Anak Angkat

Perintah Orang Tua



Perintah Orang Tua

0Berkat Mesya akhirnya Wijaya meninggalkan rumah keluarga Davies. Kini Arumi kembali bernafas dengan lega.     

"Terima kasih, Sayang, berkat kau, si Tua Bangka itu akhirnya pergi," ucap Arumi.     

"Iya, Nak! Kau memang anak pembawa keberuntungan bagi keluarga kami," imbuh Charles.     

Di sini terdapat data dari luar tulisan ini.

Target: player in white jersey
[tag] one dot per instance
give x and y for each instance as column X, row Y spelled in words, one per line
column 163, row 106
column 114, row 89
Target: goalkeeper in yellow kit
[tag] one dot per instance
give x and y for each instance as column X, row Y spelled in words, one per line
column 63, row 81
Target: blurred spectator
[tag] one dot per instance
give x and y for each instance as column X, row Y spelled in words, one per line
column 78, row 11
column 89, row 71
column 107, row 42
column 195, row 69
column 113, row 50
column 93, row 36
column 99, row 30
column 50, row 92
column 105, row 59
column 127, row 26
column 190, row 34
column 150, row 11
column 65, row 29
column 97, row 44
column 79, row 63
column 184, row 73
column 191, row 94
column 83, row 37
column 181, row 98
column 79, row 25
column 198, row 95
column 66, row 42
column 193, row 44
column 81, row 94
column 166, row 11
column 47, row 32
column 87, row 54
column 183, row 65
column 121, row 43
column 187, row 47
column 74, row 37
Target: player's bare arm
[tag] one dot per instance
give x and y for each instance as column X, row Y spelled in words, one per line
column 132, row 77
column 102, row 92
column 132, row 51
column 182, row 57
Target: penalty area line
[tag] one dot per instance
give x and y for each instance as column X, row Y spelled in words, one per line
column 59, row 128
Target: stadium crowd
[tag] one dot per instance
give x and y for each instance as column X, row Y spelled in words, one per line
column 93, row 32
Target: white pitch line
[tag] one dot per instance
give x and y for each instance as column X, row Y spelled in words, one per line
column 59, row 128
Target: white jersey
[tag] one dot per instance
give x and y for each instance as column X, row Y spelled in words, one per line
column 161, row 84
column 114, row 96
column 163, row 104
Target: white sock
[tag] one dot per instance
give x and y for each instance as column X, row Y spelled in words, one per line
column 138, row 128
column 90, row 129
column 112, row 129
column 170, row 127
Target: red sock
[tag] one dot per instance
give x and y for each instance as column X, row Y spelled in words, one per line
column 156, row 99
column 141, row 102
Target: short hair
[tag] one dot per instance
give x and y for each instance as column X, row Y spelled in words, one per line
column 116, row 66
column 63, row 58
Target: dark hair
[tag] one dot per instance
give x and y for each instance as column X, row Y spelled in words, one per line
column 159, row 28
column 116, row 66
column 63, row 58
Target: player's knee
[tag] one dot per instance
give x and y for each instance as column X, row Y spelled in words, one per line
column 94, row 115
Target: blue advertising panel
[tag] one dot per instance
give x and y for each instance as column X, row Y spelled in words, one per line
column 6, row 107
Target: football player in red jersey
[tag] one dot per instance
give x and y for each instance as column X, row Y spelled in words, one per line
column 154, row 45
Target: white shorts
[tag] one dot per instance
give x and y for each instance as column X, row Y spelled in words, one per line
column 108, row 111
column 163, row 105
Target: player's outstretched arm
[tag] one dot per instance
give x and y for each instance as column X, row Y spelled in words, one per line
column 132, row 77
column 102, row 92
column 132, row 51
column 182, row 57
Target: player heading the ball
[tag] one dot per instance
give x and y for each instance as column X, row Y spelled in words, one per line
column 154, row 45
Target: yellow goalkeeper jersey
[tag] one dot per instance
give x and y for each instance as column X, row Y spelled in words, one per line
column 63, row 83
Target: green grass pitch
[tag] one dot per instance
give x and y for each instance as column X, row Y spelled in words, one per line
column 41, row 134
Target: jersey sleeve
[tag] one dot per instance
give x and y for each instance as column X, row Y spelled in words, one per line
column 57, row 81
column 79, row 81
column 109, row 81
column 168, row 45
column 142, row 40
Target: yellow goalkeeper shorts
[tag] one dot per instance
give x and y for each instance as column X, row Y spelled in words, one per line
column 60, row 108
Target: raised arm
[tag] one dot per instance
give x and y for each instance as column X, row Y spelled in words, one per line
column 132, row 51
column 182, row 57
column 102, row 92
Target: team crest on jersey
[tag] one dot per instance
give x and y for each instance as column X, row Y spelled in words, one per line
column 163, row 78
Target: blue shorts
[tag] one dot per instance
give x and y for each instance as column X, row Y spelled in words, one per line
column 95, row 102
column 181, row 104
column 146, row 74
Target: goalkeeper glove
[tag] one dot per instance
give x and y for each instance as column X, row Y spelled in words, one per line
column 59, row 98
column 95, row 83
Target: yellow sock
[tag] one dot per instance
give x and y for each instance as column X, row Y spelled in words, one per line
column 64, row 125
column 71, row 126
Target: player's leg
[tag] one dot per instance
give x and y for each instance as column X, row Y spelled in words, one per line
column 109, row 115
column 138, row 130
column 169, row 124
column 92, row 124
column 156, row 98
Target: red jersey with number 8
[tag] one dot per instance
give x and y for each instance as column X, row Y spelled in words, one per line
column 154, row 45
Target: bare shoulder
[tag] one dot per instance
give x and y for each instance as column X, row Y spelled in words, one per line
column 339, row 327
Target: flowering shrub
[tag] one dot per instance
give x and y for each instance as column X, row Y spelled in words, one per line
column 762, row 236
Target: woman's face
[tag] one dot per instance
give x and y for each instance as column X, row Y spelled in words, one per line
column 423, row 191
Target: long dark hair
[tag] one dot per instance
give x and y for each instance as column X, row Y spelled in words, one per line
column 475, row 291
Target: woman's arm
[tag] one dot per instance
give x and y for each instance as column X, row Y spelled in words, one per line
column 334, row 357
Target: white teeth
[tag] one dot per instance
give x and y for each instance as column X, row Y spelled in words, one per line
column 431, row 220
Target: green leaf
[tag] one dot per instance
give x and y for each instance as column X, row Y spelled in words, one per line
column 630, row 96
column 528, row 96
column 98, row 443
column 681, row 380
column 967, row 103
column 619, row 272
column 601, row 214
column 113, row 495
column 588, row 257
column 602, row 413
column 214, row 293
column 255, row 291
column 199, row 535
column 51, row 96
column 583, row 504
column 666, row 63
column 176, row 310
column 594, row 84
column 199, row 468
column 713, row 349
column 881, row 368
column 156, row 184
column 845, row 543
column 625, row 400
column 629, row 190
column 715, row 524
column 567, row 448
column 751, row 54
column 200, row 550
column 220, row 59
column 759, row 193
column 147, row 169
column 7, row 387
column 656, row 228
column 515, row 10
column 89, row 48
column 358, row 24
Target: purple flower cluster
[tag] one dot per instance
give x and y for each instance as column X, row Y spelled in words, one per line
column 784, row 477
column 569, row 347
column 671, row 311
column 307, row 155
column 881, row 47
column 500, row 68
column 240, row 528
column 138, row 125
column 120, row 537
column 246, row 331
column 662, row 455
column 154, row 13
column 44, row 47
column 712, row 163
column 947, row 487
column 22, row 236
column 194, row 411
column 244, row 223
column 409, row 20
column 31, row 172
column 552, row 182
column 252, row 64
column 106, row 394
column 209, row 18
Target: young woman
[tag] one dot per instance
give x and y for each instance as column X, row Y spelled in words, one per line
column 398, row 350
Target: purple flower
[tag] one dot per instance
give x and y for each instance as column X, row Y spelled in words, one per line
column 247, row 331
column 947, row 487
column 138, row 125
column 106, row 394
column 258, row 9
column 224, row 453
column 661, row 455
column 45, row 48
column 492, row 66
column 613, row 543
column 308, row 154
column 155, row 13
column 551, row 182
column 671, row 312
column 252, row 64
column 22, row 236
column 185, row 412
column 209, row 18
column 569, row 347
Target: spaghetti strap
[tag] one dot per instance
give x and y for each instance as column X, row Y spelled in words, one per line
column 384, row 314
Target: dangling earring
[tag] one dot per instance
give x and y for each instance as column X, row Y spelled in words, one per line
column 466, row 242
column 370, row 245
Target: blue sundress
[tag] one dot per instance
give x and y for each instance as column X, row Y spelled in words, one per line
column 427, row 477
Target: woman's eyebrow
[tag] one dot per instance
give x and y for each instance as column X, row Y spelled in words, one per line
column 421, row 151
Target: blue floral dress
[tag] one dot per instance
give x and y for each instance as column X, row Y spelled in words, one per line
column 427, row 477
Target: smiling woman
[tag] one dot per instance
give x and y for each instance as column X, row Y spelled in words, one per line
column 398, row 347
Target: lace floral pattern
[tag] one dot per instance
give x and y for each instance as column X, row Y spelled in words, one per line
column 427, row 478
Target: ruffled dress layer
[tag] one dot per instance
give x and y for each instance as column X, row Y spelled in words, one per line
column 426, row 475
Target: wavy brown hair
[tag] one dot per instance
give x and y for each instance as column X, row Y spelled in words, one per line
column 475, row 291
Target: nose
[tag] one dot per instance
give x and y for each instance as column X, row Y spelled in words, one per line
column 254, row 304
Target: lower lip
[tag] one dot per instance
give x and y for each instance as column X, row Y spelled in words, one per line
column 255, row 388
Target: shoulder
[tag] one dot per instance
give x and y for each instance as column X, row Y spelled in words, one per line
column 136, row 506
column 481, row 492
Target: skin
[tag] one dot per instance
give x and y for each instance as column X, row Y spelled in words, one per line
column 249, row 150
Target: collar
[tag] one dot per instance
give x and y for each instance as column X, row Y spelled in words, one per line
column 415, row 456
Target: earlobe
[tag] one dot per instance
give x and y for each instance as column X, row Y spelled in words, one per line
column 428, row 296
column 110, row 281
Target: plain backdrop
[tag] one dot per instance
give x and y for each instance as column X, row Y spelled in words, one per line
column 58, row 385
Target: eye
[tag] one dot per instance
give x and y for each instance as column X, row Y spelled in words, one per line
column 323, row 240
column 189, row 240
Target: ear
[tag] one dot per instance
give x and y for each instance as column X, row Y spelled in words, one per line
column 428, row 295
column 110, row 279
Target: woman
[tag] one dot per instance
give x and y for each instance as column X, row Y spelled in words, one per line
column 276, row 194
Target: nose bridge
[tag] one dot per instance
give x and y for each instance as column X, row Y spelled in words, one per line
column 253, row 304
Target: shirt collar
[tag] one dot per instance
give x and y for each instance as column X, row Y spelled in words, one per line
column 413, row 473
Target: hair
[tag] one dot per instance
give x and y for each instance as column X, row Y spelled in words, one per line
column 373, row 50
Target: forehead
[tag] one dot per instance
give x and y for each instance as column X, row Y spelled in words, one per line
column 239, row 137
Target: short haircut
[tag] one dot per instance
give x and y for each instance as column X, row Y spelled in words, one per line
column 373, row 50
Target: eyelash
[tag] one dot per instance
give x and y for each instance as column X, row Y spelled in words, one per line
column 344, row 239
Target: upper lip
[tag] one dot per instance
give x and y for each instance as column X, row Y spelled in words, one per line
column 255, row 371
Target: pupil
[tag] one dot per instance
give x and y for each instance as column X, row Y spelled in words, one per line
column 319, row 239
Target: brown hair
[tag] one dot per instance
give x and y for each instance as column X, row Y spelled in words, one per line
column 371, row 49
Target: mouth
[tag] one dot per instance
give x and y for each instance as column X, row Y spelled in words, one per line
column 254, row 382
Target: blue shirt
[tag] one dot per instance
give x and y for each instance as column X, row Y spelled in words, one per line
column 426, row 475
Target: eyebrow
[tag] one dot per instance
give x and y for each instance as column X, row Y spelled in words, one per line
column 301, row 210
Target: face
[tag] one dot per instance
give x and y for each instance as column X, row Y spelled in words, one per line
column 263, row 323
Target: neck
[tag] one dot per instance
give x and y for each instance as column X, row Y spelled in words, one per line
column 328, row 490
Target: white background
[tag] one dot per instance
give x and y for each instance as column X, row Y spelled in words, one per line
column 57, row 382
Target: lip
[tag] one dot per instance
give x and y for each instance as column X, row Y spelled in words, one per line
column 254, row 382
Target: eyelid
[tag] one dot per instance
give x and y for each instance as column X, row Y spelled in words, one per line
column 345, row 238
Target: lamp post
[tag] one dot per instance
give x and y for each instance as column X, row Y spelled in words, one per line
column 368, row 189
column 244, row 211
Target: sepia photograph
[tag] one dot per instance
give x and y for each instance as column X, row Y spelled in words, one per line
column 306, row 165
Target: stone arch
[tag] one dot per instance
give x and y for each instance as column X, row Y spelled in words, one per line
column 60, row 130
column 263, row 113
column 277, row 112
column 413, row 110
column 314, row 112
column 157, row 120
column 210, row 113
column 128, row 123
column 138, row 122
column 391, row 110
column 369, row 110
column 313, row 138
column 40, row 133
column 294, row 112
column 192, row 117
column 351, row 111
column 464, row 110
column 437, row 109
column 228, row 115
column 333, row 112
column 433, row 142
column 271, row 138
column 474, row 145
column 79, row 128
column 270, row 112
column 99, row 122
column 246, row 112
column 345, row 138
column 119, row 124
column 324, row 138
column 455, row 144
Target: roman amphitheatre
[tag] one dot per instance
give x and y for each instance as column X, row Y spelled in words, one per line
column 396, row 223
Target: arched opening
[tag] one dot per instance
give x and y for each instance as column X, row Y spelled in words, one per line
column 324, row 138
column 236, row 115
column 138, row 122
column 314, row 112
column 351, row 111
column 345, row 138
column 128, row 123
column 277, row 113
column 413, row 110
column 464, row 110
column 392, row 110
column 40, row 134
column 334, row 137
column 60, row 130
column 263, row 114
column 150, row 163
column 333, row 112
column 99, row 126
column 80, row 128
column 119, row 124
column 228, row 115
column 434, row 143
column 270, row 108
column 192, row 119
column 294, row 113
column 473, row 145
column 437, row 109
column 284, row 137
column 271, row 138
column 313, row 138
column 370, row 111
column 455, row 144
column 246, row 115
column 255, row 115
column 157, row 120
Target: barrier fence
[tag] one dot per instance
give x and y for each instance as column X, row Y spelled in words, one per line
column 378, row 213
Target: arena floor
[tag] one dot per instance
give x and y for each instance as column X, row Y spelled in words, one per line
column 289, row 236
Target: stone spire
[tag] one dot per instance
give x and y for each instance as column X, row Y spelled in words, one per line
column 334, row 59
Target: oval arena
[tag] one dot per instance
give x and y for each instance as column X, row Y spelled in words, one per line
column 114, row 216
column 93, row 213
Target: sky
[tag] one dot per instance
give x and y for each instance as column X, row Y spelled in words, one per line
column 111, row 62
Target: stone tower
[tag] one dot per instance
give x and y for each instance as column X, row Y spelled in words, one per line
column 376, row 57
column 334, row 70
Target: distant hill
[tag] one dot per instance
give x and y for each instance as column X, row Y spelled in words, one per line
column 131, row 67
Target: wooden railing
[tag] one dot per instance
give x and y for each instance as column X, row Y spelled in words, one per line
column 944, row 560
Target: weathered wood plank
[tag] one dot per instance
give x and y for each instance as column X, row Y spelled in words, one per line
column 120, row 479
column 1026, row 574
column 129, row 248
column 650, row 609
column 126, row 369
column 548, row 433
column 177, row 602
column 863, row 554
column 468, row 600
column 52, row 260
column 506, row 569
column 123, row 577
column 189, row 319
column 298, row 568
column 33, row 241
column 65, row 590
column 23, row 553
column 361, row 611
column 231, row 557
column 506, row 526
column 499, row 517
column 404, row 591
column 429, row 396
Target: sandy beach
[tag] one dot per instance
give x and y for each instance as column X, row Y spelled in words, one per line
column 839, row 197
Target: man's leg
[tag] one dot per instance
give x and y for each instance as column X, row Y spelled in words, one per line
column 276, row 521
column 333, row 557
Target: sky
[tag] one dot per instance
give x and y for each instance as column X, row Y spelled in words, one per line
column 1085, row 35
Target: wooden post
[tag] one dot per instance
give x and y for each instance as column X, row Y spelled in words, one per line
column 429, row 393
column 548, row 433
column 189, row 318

David juga turut bangga kepada Mesya, dia benar-benar gadis yang pemberani, lain halnya dengan Arthur, yang lagi-lagi cemburu terhadap Mesya. 'Terus saja, semua orang memuji Gadis Manja itu, aku benar-benar muak mendengarnya,' bicara Arthur di dalam hati, wajahnya terlihat sangat kesal. Selalu saja Mesya yang dipuji-puji dan dibanggakan. Tak pernah sedikit pun dia yang di banggakan.     

***     

"Ayah, memangnya kenapa Ayah, sangat membenci, Bibi Arumi? Memangnya apa salahnya?" tanya Satria kepada sang Ayah.     

"Berapa kali Ayah, harus mengatakan kepadamu, jika Ayah tidak mebiarkan keturunan Subroto itu hidup di dunia ini!" ucap Wijaya.     

"Apa salahnya, jika mereka masih hidup? Toh mereka itu masih saudara kita?"     

"Diam, kau, Satria! Mereka memang saudara kita, dan Subroto adalah saudara kandungku, tapi aku sangat membenci pria itu!" ujar Wijaya.     

"Tapi kenapa? Apa Salahnya jika mereka tetap hidup?" tanya Satria sekali lagi.     

Sebenarnya Wijaya sangat kesal mendengar pertanyaan dari Satria, meski begitu dia terpaksa menjelaskan tentang alasan kepada Satria.     

Bahkan Wijaya juga menceritakan sesuatu yang belum ia ceritakan kepada putranya ini.     

Tentang kebenciannya kepada Subroto, Kakak kandungnya itu.     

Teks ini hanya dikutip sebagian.